Katha Pollitt on Christopher Hitchens
Poet and critic Katha Pollitt remembers Poetry magazine contributor Christopher Hitchens in a recent post for the Nation, providing a balance to a lot of the misty-eyed eulogizing of the past few days. She allows that Hitchens' had many admirable qualities (he was, she reports, "clever, hilarious, generous to his friends, combative, prodigiously energetic and fantastically productive"), but she refuses to overlook his darker side. "So many people have praised Christopher so effusively," she writes, "I want to complicate the picture even at the risk of seeming churlish."
She reflects on his drinking, which "made him angry and combative and bullying, often toward people who were way out of his league -- elderly guests on the Nation cruise, interns (especially female interns)." And while she allows that his writing was so strong that he could indeed write while "sozzled," it still hurt his logic: "those passages of pointless linguistic pirouetting?
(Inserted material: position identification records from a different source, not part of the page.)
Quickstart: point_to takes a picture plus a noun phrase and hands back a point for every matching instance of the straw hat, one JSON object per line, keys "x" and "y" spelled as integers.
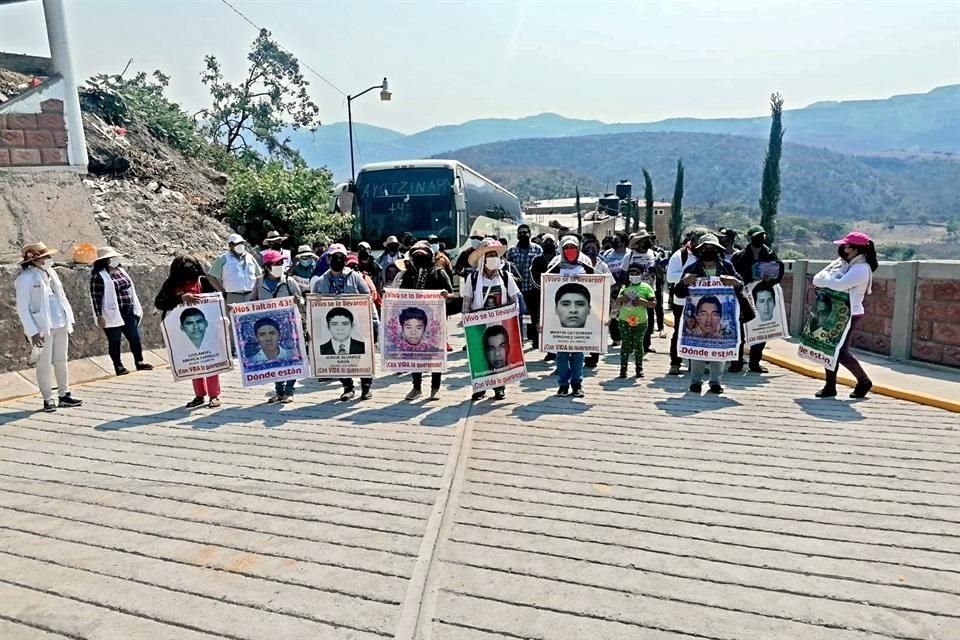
{"x": 488, "y": 245}
{"x": 35, "y": 251}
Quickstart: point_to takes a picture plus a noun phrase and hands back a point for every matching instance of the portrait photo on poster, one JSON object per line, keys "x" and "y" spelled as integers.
{"x": 574, "y": 312}
{"x": 196, "y": 339}
{"x": 341, "y": 335}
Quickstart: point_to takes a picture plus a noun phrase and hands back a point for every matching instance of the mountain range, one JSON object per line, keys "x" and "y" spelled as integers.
{"x": 916, "y": 123}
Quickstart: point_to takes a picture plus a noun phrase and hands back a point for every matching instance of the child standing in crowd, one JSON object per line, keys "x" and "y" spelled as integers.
{"x": 183, "y": 286}
{"x": 633, "y": 303}
{"x": 275, "y": 284}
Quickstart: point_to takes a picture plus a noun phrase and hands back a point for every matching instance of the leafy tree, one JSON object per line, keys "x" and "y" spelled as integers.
{"x": 648, "y": 199}
{"x": 292, "y": 200}
{"x": 676, "y": 212}
{"x": 770, "y": 187}
{"x": 273, "y": 95}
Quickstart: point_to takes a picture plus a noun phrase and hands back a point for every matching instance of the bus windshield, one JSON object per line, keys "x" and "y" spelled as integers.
{"x": 394, "y": 201}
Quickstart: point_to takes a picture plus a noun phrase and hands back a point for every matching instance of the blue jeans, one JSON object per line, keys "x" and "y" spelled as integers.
{"x": 570, "y": 368}
{"x": 284, "y": 388}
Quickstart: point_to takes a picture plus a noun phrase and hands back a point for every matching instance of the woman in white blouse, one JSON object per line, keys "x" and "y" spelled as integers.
{"x": 851, "y": 272}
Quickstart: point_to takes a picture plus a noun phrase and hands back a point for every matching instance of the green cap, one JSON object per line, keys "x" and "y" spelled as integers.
{"x": 755, "y": 230}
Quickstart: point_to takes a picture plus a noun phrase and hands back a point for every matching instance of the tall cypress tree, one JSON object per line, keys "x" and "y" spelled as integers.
{"x": 770, "y": 187}
{"x": 676, "y": 211}
{"x": 648, "y": 199}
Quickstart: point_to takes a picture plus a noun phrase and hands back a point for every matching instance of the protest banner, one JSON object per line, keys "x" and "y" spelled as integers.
{"x": 825, "y": 328}
{"x": 269, "y": 339}
{"x": 341, "y": 336}
{"x": 414, "y": 331}
{"x": 494, "y": 347}
{"x": 196, "y": 338}
{"x": 574, "y": 313}
{"x": 710, "y": 326}
{"x": 770, "y": 322}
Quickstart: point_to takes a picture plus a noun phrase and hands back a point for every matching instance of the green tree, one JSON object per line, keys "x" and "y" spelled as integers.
{"x": 648, "y": 199}
{"x": 272, "y": 96}
{"x": 770, "y": 187}
{"x": 676, "y": 212}
{"x": 292, "y": 200}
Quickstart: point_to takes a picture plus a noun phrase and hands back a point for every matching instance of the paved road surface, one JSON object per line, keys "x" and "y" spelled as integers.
{"x": 639, "y": 512}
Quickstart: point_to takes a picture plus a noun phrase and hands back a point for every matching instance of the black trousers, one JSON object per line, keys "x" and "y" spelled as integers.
{"x": 115, "y": 335}
{"x": 435, "y": 377}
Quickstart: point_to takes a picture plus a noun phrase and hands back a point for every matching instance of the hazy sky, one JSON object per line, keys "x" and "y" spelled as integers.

The arguments that don’t track if you look beneath the bravura phrasing? Forgive the cliché: that was the booze talking."
Her most pointed words are reserved for Hitchens' writing about women:
So far, most of the eulogies of Christopher have come from men, and there’s a reason for that. He moved in a masculine world, and for someone who prided himself on his wide-ranging interests, he had virtually no interest in women’s writing or women’s lives or perspectives. I never got the impression from anything he wrote about women that he had bothered to do the most basic kinds of reading and thinking, let alone interviewing or reporting—the sort of workup he would do before writing about, say, G.K. Chesterton, or Scientology or Kurdistan. It all came off the top of his head, or the depths of his id. Women aren’t funny. Women shouldn’t need to/want to/get to have a job. The Dixie Chicks were “fucking fat slags” (not “sluts,” as he misremembered later). And then of course there was his 1989 column in which he attacked legal abortion and his cartoon version of feminism as “possessive individualism.” I don’t suppose I ever really forgave Christopher for that.
The whole thing is pretty unsparing (you can read it in its entirety here), but she does pull back a bit at the end:
A lot of writers, especially political writers, are rather boring as people, and some of the best writers are the most boring of all—they’re saving themselves for the desk. Christopher was the opposite—an adventurer, a talker, a bon vivant, a tireless burner of both ends of the candle. He made a lot of enemies, but probably more friends. He made life more interesting for thousands and thousands of people and posed big questions for them—about justice, politics, religion, human folly. Of how many journalists can that be said?